Limitations of the present study regard the cross-sectional design that did not allow us to draw conclusion of the causal relationship between the variables under study. Furthermore, the present study did not investigate any further crucial life events of cancer survivors (positive or negative) that could have affected the results and the development of posttraumatic growth, in relation to the event cancer. Then, in future research, it would be useful to evaluate this aspect in order to understand whether survivors who have been exposed to significant life events after the cancer may have reduced the significance of the cancer experience in their personal life.

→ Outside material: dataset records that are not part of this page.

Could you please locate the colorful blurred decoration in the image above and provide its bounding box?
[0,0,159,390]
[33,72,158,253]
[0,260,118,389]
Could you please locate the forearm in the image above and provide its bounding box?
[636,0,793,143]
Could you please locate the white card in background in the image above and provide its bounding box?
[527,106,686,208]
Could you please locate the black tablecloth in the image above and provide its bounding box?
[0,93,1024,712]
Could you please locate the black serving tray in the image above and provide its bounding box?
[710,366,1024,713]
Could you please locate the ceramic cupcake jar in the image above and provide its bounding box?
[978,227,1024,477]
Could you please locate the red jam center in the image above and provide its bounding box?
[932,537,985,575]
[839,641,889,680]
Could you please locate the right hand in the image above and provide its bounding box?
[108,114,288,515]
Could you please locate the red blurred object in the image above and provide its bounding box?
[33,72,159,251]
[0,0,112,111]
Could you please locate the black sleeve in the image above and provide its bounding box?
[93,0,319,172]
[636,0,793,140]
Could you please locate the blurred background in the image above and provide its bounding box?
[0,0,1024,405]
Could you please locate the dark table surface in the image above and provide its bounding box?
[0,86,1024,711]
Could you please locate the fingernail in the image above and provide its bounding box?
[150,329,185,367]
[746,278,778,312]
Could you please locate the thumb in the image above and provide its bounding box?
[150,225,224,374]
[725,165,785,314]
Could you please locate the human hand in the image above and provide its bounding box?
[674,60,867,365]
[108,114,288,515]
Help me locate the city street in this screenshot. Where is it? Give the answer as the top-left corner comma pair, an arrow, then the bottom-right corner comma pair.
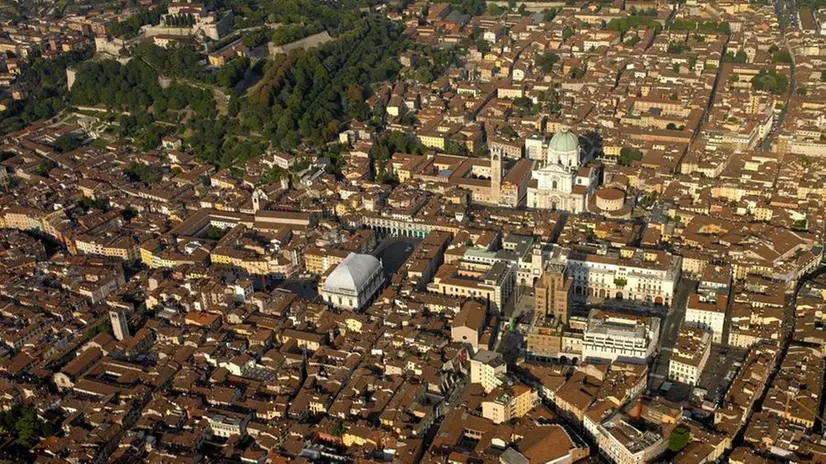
648,279 -> 697,390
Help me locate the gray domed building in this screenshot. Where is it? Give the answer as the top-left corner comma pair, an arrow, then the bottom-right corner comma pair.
321,253 -> 384,311
527,127 -> 597,213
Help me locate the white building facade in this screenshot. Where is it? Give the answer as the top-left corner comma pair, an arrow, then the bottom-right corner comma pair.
321,253 -> 384,311
582,309 -> 660,364
525,127 -> 597,213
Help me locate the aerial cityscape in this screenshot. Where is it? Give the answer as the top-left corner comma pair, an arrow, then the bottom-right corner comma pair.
0,0 -> 826,464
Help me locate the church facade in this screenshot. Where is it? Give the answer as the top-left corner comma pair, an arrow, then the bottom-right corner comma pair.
525,127 -> 597,213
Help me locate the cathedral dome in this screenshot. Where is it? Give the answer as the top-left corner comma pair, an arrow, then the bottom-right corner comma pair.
548,126 -> 579,154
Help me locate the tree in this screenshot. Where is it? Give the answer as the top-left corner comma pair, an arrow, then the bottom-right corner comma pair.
126,161 -> 161,185
536,51 -> 559,73
668,427 -> 691,453
54,132 -> 83,153
751,69 -> 789,95
617,147 -> 642,166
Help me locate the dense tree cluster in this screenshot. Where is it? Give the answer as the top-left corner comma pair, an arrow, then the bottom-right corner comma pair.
0,50 -> 91,134
0,403 -> 54,450
52,132 -> 83,153
271,23 -> 323,45
241,27 -> 269,48
132,42 -> 209,81
751,69 -> 789,95
109,8 -> 166,39
370,131 -> 425,182
164,13 -> 196,27
225,0 -> 366,31
72,59 -> 216,117
241,16 -> 406,149
448,0 -> 487,16
126,161 -> 161,185
215,57 -> 250,89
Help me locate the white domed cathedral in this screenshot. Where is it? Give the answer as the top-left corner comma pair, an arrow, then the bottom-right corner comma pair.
525,127 -> 597,213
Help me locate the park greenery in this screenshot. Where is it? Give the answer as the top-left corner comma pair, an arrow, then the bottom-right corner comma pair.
126,161 -> 161,185
751,69 -> 789,95
0,403 -> 54,450
271,23 -> 324,45
0,50 -> 91,135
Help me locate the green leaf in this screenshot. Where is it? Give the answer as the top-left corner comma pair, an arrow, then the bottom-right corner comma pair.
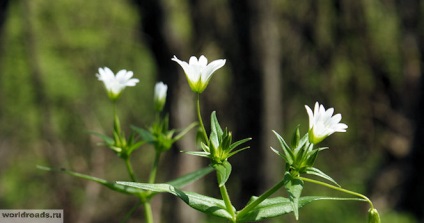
90,132 -> 115,146
237,196 -> 366,222
131,126 -> 155,143
167,166 -> 214,187
229,138 -> 252,151
284,172 -> 303,220
305,167 -> 340,187
212,161 -> 232,187
37,166 -> 145,196
117,182 -> 232,220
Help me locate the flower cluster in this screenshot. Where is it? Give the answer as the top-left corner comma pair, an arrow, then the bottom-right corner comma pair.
44,55 -> 380,223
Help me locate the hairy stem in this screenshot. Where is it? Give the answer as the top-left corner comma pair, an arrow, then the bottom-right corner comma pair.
143,201 -> 153,223
298,176 -> 374,209
196,94 -> 209,145
237,179 -> 284,218
149,151 -> 162,184
219,184 -> 236,222
124,157 -> 137,182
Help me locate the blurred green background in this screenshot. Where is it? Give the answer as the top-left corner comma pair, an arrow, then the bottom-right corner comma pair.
0,0 -> 424,223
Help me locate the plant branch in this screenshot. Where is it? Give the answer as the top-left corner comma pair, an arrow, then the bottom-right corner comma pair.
196,94 -> 209,145
149,150 -> 162,184
298,176 -> 374,209
237,179 -> 284,218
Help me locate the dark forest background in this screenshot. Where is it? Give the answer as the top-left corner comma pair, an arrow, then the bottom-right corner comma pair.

Moreover, for future research, it would be useful to consider whether the Italian culture has some specificities in the dimensions of the PTG that the PTGI does not completely capture.
Acknowledgements
This work was supported by the Italian Ministry of Health that funded the Integrated Research Program in Oncology no. 7 “Medical and psycho-social rehabilitation program for long-term cancer survivors”.
The authors wish to thank Dr. Caroline Oakley for her valuable assistance during the linguistic revision of the paper.
Compliance with ethical standards
This research is part of an Italian national project funded by the Italian Ministry of Health, which aimed to provide a multidimensional assessment of the mental and physical health of LCS who have been disease-free and treatment-free for at least 5 years. The study was approved by the ethical committee of the Institutes involved and met the ethical requirements.
Disclosures
None.
Conflict of interest
The authors declare that they have no conflict of interest.